Friedland soon became a travelling preacher who visited synagogues across Lithuania, becoming the first Zionist preacher and delivering his sermons in Hebrew. He took up writing in order to circulate his ideas to an even wider audience, with his output eventually becoming some of the most influential proto-Zionist works of the Hibbat Zion (lit. 'affection for Zion') movement of the mid-1880s. In 1858, while he was in Toruń promoting his book Kos Yeshuah VeNehamah (lit. 'cup of redemption and consolation'), Friedland first became aware of Zvi Hirsch Kalischer, who after making his acquaintance, wrote an enthusiastic approbation for Friedland's book. From then on, Friedland became Kalischer's faithful aide, organizing committees and collecting funds through a "Corporation for Settling the Land of Israel."

Friedland transmitted a petition to Napoleon III in person, concerning establishing Jewish independence in Palestine. Napoleon responded by letter, writing that owing to political considerations with the Ottomans, an immediate step was impossible; but as the situation changed; he would act upon it. Friedland approached the king of the Netherlands to solicit his help for the project. He travelled to Paris to try and meet Adolphe Crémieux, but his meeting with the minister came to naught. While there, Friedland entreatied the prominent rabbis of Paris and France for their support, receiving from them letters of recommendations and encouragement. He then went to London to see Moses Montefiore. While this meeting was more promising, Montefiore was not overly enthusiastic about the proposals. Friedland then met with Albert Cohn, head of charitable affairs for the Rothschild family, subsequently writing to Kalischer, with the latter sending his manuscript expounding upon his views on the Land of Israel to Cohn. England's chief rabbi Nathan Adler gave Friedland his encouragement.

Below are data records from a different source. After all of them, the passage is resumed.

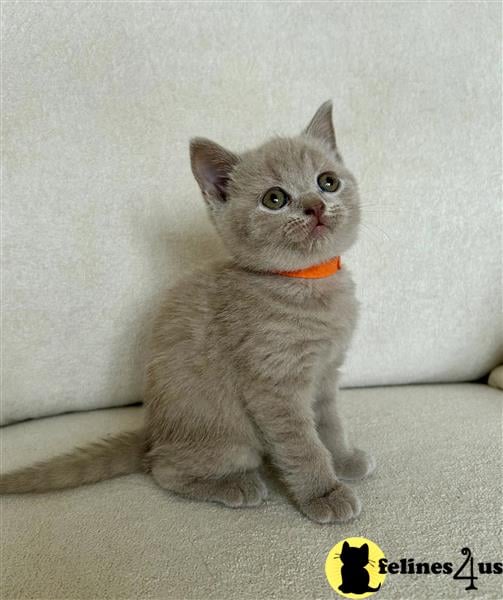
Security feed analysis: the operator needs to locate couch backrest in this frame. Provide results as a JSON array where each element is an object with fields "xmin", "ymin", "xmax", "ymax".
[{"xmin": 3, "ymin": 2, "xmax": 501, "ymax": 424}]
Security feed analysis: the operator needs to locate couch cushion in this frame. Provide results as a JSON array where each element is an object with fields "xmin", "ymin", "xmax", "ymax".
[
  {"xmin": 3, "ymin": 2, "xmax": 502, "ymax": 424},
  {"xmin": 2, "ymin": 384, "xmax": 501, "ymax": 599}
]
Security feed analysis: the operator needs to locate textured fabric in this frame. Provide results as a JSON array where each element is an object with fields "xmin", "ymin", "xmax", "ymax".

==Personal life and death==
In 1870, Friedland was lacking adequate funds to support his and his brother's family (the latter had died in Jerusalem). Nearly destitute and lacking funds for travel, he nevertheless continued his writing, his travels and his campaigning. In 1871 he published a pamphlet in German called Settling the Land of Israel, at the end of which he wrote an essay stressing that living in the diaspora was unsafe since the Jews were subjugated to the whims of the local rulers.

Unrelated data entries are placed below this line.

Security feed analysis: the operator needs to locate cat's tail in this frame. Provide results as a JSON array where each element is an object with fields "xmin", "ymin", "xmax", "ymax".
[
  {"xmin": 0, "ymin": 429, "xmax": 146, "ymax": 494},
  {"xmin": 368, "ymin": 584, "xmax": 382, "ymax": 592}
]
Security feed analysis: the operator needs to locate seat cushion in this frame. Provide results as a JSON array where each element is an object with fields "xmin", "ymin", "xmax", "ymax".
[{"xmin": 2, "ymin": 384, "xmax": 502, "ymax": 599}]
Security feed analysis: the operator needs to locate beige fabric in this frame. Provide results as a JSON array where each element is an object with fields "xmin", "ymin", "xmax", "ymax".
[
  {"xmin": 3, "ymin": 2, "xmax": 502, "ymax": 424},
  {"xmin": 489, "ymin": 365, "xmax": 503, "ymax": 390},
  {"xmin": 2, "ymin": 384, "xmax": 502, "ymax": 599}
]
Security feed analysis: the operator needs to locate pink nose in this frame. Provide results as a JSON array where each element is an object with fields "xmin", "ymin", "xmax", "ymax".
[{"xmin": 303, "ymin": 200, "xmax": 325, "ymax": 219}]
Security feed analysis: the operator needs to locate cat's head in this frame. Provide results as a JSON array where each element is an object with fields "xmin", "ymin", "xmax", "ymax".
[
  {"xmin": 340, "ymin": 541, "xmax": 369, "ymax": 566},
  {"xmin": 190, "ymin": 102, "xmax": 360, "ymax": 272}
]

In 1881, in London, Friedland met with a Lord Shaftsberry, head of the British Missionary Association, and Elizabeth Finn widow of a former council to Jerusalem who sought to establish an association for settling Jews in Syria. Though too old to lead this expedition himself, he suggested that his son Michael lead it. Michael was a rabbi and shochet (kosher slaughterer) who had written a commentary on the laws of Kashrut. Michael eventually lead an expedition to Latakia in Syria but was expelled by the Ottomans to Cyprus. (Michael Friedland's son's name was claimed to have been on a plaque on the synagogue he established. This is unlikely as his two attempts to settle Cyprus failed with the colonists left destitute - with no buildings left.) Meanwhile, Natan Friedland managed to get permission to enter the port of Jaffa. He died in Jerusalem in 1883 and is buried in the Mount of Olives Jewish Cemetery.

==Works==
While Friedland did not have that much to show for all of his travels and advocacy, in 1860 a campaign was started by Hayim Luria of the Jewish community of Frankfurt to create an association which collected money for the cause of Zion. The campaign utilized Kalischer's pamphlet, Derishat Zion and Friedland's own work, Kos Yeshuah VeNehamah as ways to disseminate their ideas. Friedland crystallized his own proto-Zionist views of God's system for the Messianic Age in this work. Lehman-Wilzig contends that Friedland's book required Kalischer's analysis to clarify it. Luria's association eventually became defunct, so Kalischer and Eliyahu Guttmacher took it upon themselves to resuscitate it. Friedland collaborated with Kalischer on a new edition of the latter's book, and also wrote a new one of his own, only the last section of which was published as Solu Solu HaMesilah. Friedland's collected writings, including his most popular work Kos Yeshuah VeNehamah, were translated from the Yiddish to Modern Hebrew.